Le président du PS, Christian Levrat, évoque un « glissement inquiétant« . A juste titre : si le sondage voit juste, les pertes de la gauche l’empêcheraient désormais de faire passer certains projets en s’appuyant sur des alliés au PDC ou dans les franges les plus modérées des radicaux. Les seules alliances efficaces resteraient les « alliances contre-nature » avec l’UDC, mais on sait que celles-ci ne fonctionnent que négativement, pour couler un projet et non pour mettre en place des propositions constructives.
Etant donné que ce scénario n’est pas complètement farfelu et pourrait devenir réalité, il est indispensable de le prendre en compte. L’impression qui se dégage depuis quelques années est que les partis gouvernementaux (PS, PDC et PLR) vont aux élections fédérales comme à l’abattoir. La certitude de se faire battre par un parti qui dispose d’un budget supérieur à celui de tous les autres partis et l’impression d’une montée inexorable semble accabler les politiciens qui ont dirigé la Suisse depuis des décennies. A titre personnel, je suis révolté par l’impression que personne ne tente rien contre la montée de l’extrême-droite.
Dans ces conditions, la question de la participation des partis de gauche au gouvernement devrait se poser, mais pas forcément comme elle s’est posée à l’occasion des gifles reçues lors d’élections au gouvernement. Les dirigeants socialistes ont coutume de dire qu’ils ont plus à gagner à être présent au gouvernement qu’à ne pas y être. En admettant qu’ils aient raison, peut-on demander si le peuple suisse est lui aussi gagnant ? Des conseillers fédéraux socialistes voués à la dégustation de couleuvres et contraints d’accepter les départements que la droite ne veut pas, est-ce que c’est une perspective stimulante pour tous ceux qui souhaitent faire évoluer notre société ? Et si un des sièges socialistes venait à être donné aux Verts par la droite, qu’est-ce qu’on y gagnerait ?

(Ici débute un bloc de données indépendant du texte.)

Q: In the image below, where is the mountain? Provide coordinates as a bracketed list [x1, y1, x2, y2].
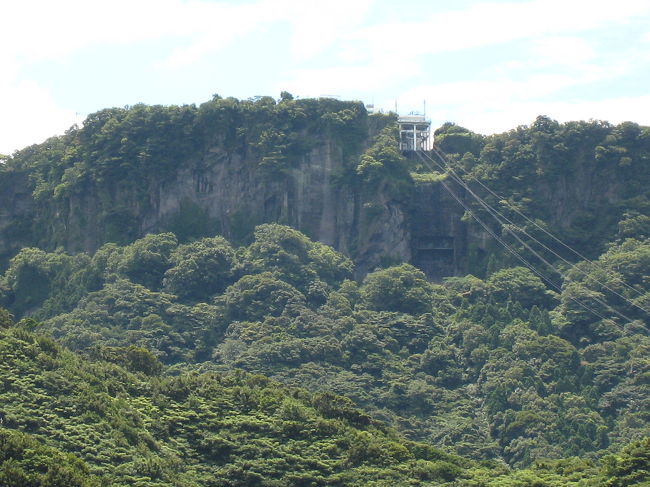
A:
[0, 95, 649, 485]
[3, 96, 648, 281]
[0, 325, 470, 486]
[0, 96, 414, 278]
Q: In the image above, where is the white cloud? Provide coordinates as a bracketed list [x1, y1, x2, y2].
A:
[414, 87, 650, 135]
[285, 0, 650, 111]
[159, 0, 375, 68]
[284, 0, 373, 60]
[157, 0, 288, 69]
[2, 0, 172, 61]
[386, 53, 623, 114]
[0, 0, 291, 153]
[396, 50, 650, 134]
[349, 0, 649, 61]
[0, 78, 82, 155]
[431, 75, 581, 104]
[279, 54, 420, 96]
[6, 0, 641, 69]
[1, 0, 649, 153]
[530, 37, 596, 66]
[545, 96, 650, 125]
[0, 0, 291, 67]
[454, 95, 650, 135]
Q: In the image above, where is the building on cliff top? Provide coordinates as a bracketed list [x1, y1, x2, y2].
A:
[398, 115, 431, 151]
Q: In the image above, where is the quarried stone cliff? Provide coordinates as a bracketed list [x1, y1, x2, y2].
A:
[0, 99, 443, 277]
[4, 102, 645, 280]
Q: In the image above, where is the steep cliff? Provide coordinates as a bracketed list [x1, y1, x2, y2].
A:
[2, 100, 648, 280]
[0, 171, 33, 264]
[0, 97, 425, 276]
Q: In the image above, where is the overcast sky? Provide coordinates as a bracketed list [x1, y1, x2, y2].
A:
[2, 0, 649, 154]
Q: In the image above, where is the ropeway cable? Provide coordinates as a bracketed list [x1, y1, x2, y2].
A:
[430, 144, 649, 302]
[414, 153, 560, 283]
[418, 149, 642, 324]
[414, 150, 640, 325]
[413, 150, 618, 324]
[423, 145, 650, 313]
[422, 147, 650, 319]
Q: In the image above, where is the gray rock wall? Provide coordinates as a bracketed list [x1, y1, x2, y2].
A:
[0, 130, 431, 277]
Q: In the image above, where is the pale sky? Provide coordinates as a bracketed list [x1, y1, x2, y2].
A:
[1, 0, 649, 154]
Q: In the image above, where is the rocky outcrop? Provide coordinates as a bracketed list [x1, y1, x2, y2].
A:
[409, 180, 468, 281]
[0, 171, 34, 265]
[0, 124, 437, 278]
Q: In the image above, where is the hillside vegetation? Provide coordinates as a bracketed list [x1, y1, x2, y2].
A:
[0, 96, 649, 485]
[0, 322, 649, 486]
[433, 117, 650, 263]
[1, 222, 648, 469]
[0, 96, 386, 268]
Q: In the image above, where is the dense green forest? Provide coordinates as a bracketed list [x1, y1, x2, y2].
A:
[1, 223, 648, 465]
[1, 324, 648, 486]
[432, 117, 650, 262]
[0, 96, 649, 485]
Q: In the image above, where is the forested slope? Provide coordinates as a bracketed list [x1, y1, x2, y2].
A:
[1, 97, 649, 485]
[0, 96, 406, 277]
[1, 223, 648, 469]
[432, 117, 650, 263]
[0, 325, 471, 486]
[0, 324, 648, 486]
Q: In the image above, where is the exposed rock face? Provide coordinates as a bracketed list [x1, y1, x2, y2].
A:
[0, 128, 442, 277]
[143, 135, 413, 277]
[3, 109, 645, 282]
[0, 136, 629, 282]
[409, 180, 468, 281]
[0, 172, 34, 264]
[2, 137, 627, 282]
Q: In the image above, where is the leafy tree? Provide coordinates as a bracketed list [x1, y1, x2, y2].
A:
[244, 223, 353, 291]
[116, 232, 178, 290]
[602, 437, 650, 486]
[1, 248, 92, 318]
[360, 263, 433, 314]
[2, 248, 60, 314]
[487, 266, 554, 309]
[0, 307, 13, 328]
[0, 430, 100, 487]
[356, 125, 412, 195]
[433, 122, 485, 157]
[218, 272, 305, 322]
[163, 236, 236, 301]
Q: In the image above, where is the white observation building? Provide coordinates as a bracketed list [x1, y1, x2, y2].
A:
[398, 115, 431, 151]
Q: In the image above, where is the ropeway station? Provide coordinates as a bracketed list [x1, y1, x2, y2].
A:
[395, 112, 458, 280]
[398, 115, 431, 151]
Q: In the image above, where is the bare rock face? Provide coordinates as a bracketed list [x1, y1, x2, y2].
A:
[409, 180, 468, 281]
[2, 132, 626, 281]
[0, 172, 34, 264]
[0, 126, 423, 277]
[142, 135, 416, 277]
[2, 107, 646, 281]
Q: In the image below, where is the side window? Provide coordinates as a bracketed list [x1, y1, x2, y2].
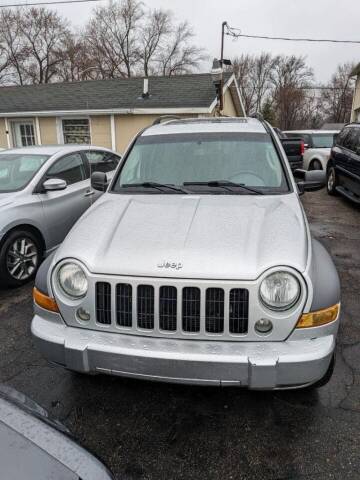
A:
[46, 153, 87, 185]
[343, 128, 357, 152]
[84, 151, 120, 174]
[335, 129, 348, 147]
[352, 129, 360, 156]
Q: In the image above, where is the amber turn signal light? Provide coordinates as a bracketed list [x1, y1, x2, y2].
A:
[296, 303, 340, 328]
[33, 287, 59, 313]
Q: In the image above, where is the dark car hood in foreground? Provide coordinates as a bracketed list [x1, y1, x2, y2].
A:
[56, 193, 309, 280]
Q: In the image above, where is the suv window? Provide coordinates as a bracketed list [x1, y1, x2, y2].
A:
[343, 128, 358, 152]
[113, 132, 289, 194]
[336, 128, 349, 147]
[84, 151, 120, 174]
[46, 153, 86, 185]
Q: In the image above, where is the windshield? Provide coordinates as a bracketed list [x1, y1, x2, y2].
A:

Mon sentiment est ici celui d’une gigantesque constipation politique. Personne ne bouge en espérant garder le peu de pouvoir qui reste à ceux qui devraient ambitionner de réformer la société. Il est vrai que la gauche se voit dépouiller peu à peu d’une grande partie du vote des classes populaires en faveur de l’UDC et qu’elle ne sait plus si elle doit glisser vers le centre pour conforter un électorat centriste de classe moyenne ou glisser vers la gauche pour motiver un électorat populaire. Un coup à droite, un coup à gauche, sans aller de l’avant…
A ce stade, j’ai envie d’évoquer le souvenir du fameux « gouvernement monocolore » du canton de Genève, élu en 1993. A l’époque, des libéraux brûlant d’enthousiasme pour le néolibéralisme à l’américaine avait réussi à entraîner les autres partis de droite pour bouter hors du conseil d’Etat les deux socialistes qui y siégeaient depuis des années. Je suis personnellement convaincu qu’une partie des dirigeants de l’UDC rêve secrètement de réussir une opération analogue, même si les moyens seront différents étant donné la différences des modes d’élection). La gauche doit-elle sagement attendre la baffe ou adopter une stratégie d’anticipation ?
Il faut se souvenir que le « gouvernement monocolore » n’a pas duré plus qu’une législature (4 ans). Depuis, la gauche genevoise a toujours eu au moins trois représentants au gouvernement. Dès lors, est-ce que la gauche fédérale ne pourrait pas imaginer d’être un peu plus ambitieuse que le mouton conduit à l’abattoir ? Rien n’empêcherait le PS et les Verts de conduire une campagne offensive, en expliquant qu’ils visent un résultat déterminé (par exemple 30 ou 33 % des voix ensemble) qui leur permettrait de faire appliquer au moins une partie de leurs programmes, mais qu’ils renonceraient à participer au gouvernement si la population ne leur accordait pas une confiance suffisante. Après tout, si « le peuple » vote à 75 % à droite, il n’est pas complètement illogique qu’on lui accorde un gouvernement clairement orienté à droite.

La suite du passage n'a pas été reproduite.